Cooperation, competition and warfare in bacteria: from model systems to the microbiome

Since Darwin, evolutionary biologists have been fascinated by social behaviours. Honeybee workers labour their whole life without reproducing, birds make alarm calls, and humans are capable of extreme cooperation and conflict. Less attention was paid to the microbes, but it is now clear that they commonly live in densely interacting communities that have major effects on animals and plants. Here, microbes display a dizzying array of social traits, from enzymes released to break down food and antibiotics, through slimey secretions that protect and disperse, to draconian molecular machines that stab, rupture and poison their competitors. But what determines whether microbes cooperate or compete with each other, and how does this affect their hosts?
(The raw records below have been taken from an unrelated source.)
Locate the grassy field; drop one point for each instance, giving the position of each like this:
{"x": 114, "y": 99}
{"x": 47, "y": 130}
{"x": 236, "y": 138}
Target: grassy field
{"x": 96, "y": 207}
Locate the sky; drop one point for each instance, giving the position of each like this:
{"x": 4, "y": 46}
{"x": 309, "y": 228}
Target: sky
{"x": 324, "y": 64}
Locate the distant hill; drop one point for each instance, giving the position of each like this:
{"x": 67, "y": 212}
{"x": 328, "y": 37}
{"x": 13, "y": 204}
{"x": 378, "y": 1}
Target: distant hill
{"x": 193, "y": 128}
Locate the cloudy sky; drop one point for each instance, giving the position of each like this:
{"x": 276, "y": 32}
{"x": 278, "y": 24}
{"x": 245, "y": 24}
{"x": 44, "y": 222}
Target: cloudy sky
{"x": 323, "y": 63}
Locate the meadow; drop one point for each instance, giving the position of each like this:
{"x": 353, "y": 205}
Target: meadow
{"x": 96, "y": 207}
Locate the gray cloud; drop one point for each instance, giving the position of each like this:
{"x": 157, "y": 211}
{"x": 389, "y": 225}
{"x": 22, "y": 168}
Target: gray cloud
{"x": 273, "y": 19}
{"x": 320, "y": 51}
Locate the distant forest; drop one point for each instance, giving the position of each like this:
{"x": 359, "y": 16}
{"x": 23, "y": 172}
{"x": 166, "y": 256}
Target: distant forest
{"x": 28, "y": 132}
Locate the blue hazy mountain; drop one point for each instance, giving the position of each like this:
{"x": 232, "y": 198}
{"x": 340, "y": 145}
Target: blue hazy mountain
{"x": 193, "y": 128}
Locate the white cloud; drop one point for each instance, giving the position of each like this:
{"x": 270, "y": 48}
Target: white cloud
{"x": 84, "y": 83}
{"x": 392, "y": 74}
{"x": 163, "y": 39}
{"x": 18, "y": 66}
To answer these questions, we combine theory and experiments with pathogenic bacteria and the mammalian microbiome. This has revealed that clonemate patches naturally emerge in microbial communities, which favours strong cooperation by kin selection. But interactions between strains and species are often competitive. We find that bacteria are often at war and are even capable of reciprocation, detecting incoming attacks and responding collectively in devastating counterattacks. Microbial interactions follow the same evolutionary principles that were first understood through the study of animal behavior. However, one fascinating property of microbes is that their entire ecosystem can lie within another evolving organism – a host - that is trying to control them and their interactions. The result appears to be a complex coevolutionary dance with the host and its immune system on one side, and the whole microbiota on the other.